Mais avant d’envisager des grands centres, les sénateurs réclament unanimement des doses. « La première question, c’est d’avoir des vaccins. Et de faire en sorte que dans le système de soin, les acteurs soient assez approvisionnés. Mais il y a 10 jours, on arrêtait d’approvisionner les médecins pour approvisionner les pharmaciens. Il faut une continuité dans l’approvisionnement de chaque chaîne de vaccination et éviter, là aussi, de faire du stop-and-go », dénonce Bernard Jomier. « N’anticipons pas, quand on voit déjà les aléas dans les distributions de vaccins ! », exhorte lui aussi René-Paul Savary qui s’inquiète de voir les « campagnes » encore « défavorisées » par rapport aux villes. « Et puis il faut aussi trouver les médecins pour vacciner dans les vaccinodromes ! », prévient-il.

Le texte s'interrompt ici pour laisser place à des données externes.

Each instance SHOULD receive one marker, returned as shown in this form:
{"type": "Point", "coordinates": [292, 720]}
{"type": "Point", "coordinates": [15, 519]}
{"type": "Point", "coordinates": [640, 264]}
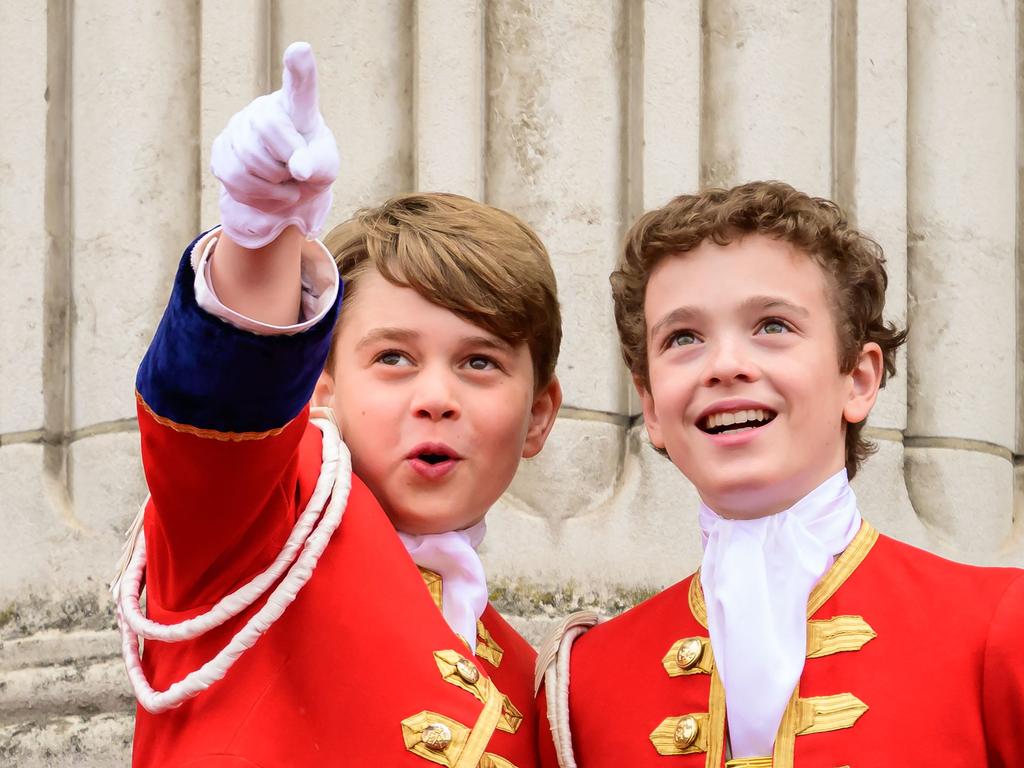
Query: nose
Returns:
{"type": "Point", "coordinates": [729, 360]}
{"type": "Point", "coordinates": [435, 396]}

« Il faudrait que ce qu’il se pratique soit déjà parfait, or, ce n’est pas le cas : cela fait 15 jours qu’on n’a pas d’AstraZeneca », souligne Sonia de La Provôté en référence à la suspension du vaccin britannique quelques jours avant sa réautorisation par l’Agence européenne du médicament. Elle plaide plutôt pour un « état des lieux précis » des centres de vaccination actuellement disponibles. « Il y en a 1500, soit trois fois plus que ce qui était annoncé », assure-t-elle. En bref, « cette annonce pose des questions sur la distribution : Va-t-on déshabiller l’un pour habiller l’autre ? Tout ça reste lié à la réalité des doses qui arrivent et à la façon dont les arbitrages sont faits en matière de distribution », considère-t-elle. Et elle s’interroge : « Qui sera convoqué ? Quid de ceux qui ne pourront pas se déplacer ? »

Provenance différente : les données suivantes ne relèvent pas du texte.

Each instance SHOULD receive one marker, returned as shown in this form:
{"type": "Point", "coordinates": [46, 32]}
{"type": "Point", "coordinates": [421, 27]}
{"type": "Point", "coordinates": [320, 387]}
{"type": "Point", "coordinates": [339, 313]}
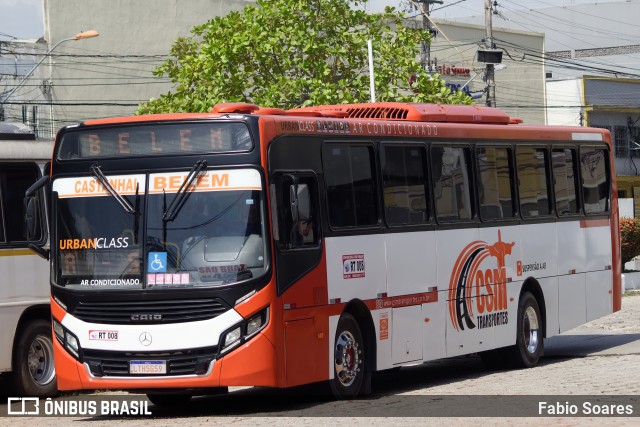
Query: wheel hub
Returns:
{"type": "Point", "coordinates": [40, 361]}
{"type": "Point", "coordinates": [347, 358]}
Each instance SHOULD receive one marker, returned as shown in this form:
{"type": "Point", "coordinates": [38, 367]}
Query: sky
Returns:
{"type": "Point", "coordinates": [22, 19]}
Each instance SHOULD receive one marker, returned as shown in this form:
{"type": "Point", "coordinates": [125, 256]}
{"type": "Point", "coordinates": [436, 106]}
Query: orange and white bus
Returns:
{"type": "Point", "coordinates": [263, 247]}
{"type": "Point", "coordinates": [26, 348]}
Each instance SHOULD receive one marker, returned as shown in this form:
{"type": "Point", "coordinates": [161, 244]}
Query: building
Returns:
{"type": "Point", "coordinates": [610, 103]}
{"type": "Point", "coordinates": [520, 87]}
{"type": "Point", "coordinates": [20, 77]}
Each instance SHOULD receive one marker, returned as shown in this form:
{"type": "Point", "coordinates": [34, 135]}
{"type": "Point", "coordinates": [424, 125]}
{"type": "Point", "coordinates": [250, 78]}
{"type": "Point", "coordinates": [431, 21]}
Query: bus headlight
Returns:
{"type": "Point", "coordinates": [72, 344]}
{"type": "Point", "coordinates": [256, 323]}
{"type": "Point", "coordinates": [67, 339]}
{"type": "Point", "coordinates": [244, 330]}
{"type": "Point", "coordinates": [232, 337]}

Le risque, selon elle, est de déstabiliser l’organisation globale. Finalement, elle reproche à l’exécutif sa communication, rudement mise à l’épreuve par de multiples revirements : sur les masques, sur les tests, et dernièrement sur les attestations de sortie. « On fonctionne à grands coups de com’ : on reste sur des choses très ponctuelles alors que ça doit être envisagé comme un ensemble. Il faudrait une communication simple et claire ». Car malgré de nombreux centres à disposition, nombreux sont ceux qui ne savent pas comment trouver - ou n’obtiennent pas, faute de doses - un rendez-vous pour se faire vacciner. Elle souffle : « Il est temps que l’exécutif exprime de façon évidente tout le panel de vaccinations à la portée des publics concernés ».